Cyber-attacks are calling the shipping industry to take crucial steps. Several attacks have been reported until now, with the most recent, the attack against the IMO. These incidents outline the importance to invest in cyber security as shipping accelerates its path towards digitalization.
In fact, COVID-19 is calling for more and rapid digital evolution, in order for the industry to survive and opt for more effective operations. Yet, digitalization is a new path for the sector, making it difficult to deal with, on the one hand, while on the other, the sector has shown great signs of maneuvering through smart options and changes.
Steps to handle a potential attack
The first and most important tip is training, which will ensure that all employees, according to their positions, will be able to handle such an incident.
Step 1: Know which are the most usual cyber threats
A recent report conducted by ENISA analyzes which have been the top cyber threats in the timeframe between January 2019 to April 2020.
Accordingly, they gathered the top 15 threats, which are the following:
- Web-based Attacks
- Web Application Attacks
- Distributed Denial of Service (DDoS)
- Identity Theft
- Data Breach
- Insider Threat
- Physical Manipulation, Damage, Theft and Loss
- Information Leakage
- Cyber Espionage
“Knowing your enemy” means that you will be prepared and implement an analysis, as well as a plan if an attack occurs. Moreover, it is important to identify and control who has access to the attacked information and conduct background checks.
Step 2: Move into cyber security action mode
When the attack occurs, keep in mind that it is important to have installed and updated an anti-virus, anti-spyware and other anti-malware program, that will definitely assist you.

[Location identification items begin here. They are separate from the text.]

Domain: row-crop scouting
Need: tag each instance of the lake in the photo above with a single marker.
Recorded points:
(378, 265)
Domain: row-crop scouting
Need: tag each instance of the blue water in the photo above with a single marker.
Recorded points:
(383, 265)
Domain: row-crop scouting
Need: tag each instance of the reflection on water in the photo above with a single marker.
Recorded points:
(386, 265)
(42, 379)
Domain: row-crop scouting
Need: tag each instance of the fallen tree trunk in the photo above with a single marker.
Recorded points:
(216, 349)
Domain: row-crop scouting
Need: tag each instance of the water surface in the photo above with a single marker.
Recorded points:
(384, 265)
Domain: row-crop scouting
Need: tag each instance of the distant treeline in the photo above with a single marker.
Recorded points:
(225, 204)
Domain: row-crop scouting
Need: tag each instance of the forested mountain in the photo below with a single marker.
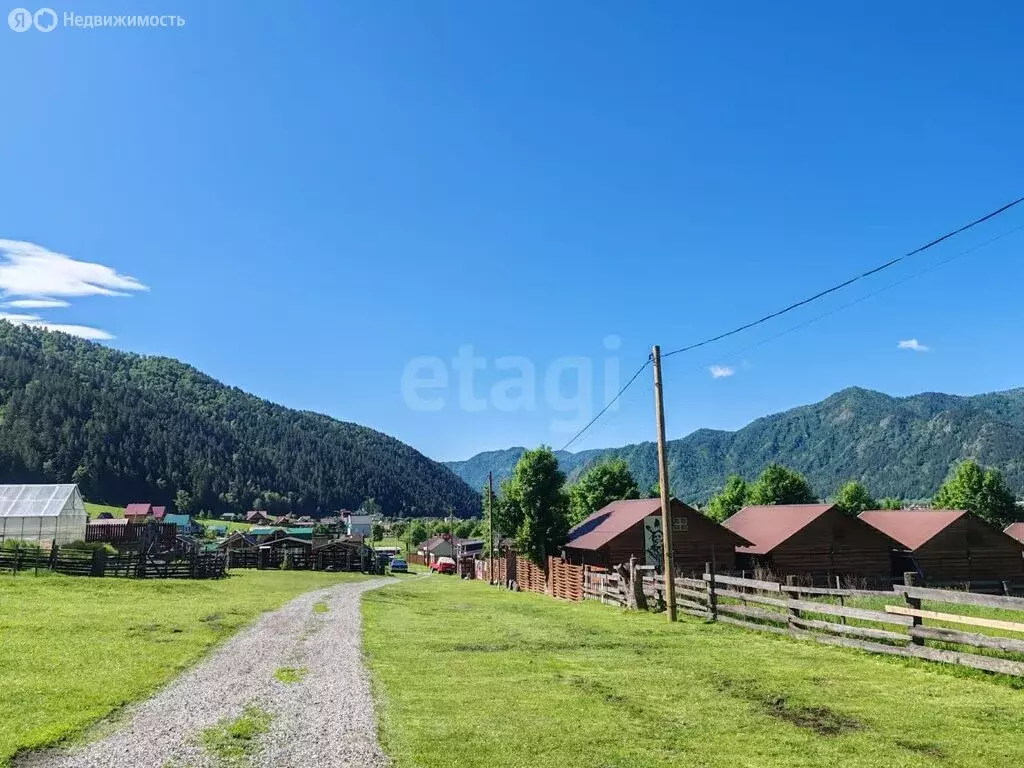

In addition, man a team consisting of experts, such as an IT team, data forensics experts, that will help you determine the size and scope of the attack.
Keep in mind that OT systems control the physical world and IT systems manage data. OT systems differ from traditional IT systems. OT is hardware and software that directly monitors/controls physical devices and processes. IT covers the spectrum of technologies for information processing, including software, hardware and communication technologies. Traditionally OT and IT have been separated, but with the internet, OT and IT are coming closer as historically stand-alone systems are becoming integrated.
Below, ICS has issued a table explaining the differences between OT and IT teams.
Step 3: Assess risk exposure
In a report, the ICS along with additional shipping players, highlight the importance of determining the likelihood of vulnerabilities being exploited by external threats.
They advise to
Determine the likelihood of vulnerabilities being exposed by inappropriate use. Determine the security and safety impact of any individual or combination of vulnerabilities being exploited.
Step 4: Develop protection and detection measures
It is recommended to reduce the likelihood of vulnerabilities being exploited through protection measures, and reduce the potential impact of a vulnerability being exploited.
Tips to detect a cyber-attack are:
- Identify mysterious emails, such as phishing.
- Note unusual.
- Password activity.
- Identify suspicious pop-ups.
- Report a slower-than-normal network.
- Keep software up-to-date.
- Unexpected or sudden changes in available disk space or memory.
Step 5: Establish contingency plans
Develop a prioritized contingency plan to mitigate any potential identified cyber risk.
It is important to understand that cyber incidents may not disappear by themselves.
If for example, the ECDIS has been infected with malware, starting up the back-up ECDIS may cause another cyber incident. It is, therefore, recommended to plan how to carry out the cleaning and restoring of infected systems.
Being informed about any recent cyber incidents, the kind and the impact they had, could be used to improve the response plans of all ships in the company’s fleet and an information strategy for such incidents may be considered.
Step 6: Recovery
After a cybersecurity breach, you’ll need mechanisms in place to help resume normal operations.
Find how the attack occurred and whether there was a breach in your security systems or it was the outcome of a human error and then move towards improving the existent processes, procedures and technologies.
Keep in mind that it is crucial to make full backups of important business data and information, while also continue to schezule incremental backups.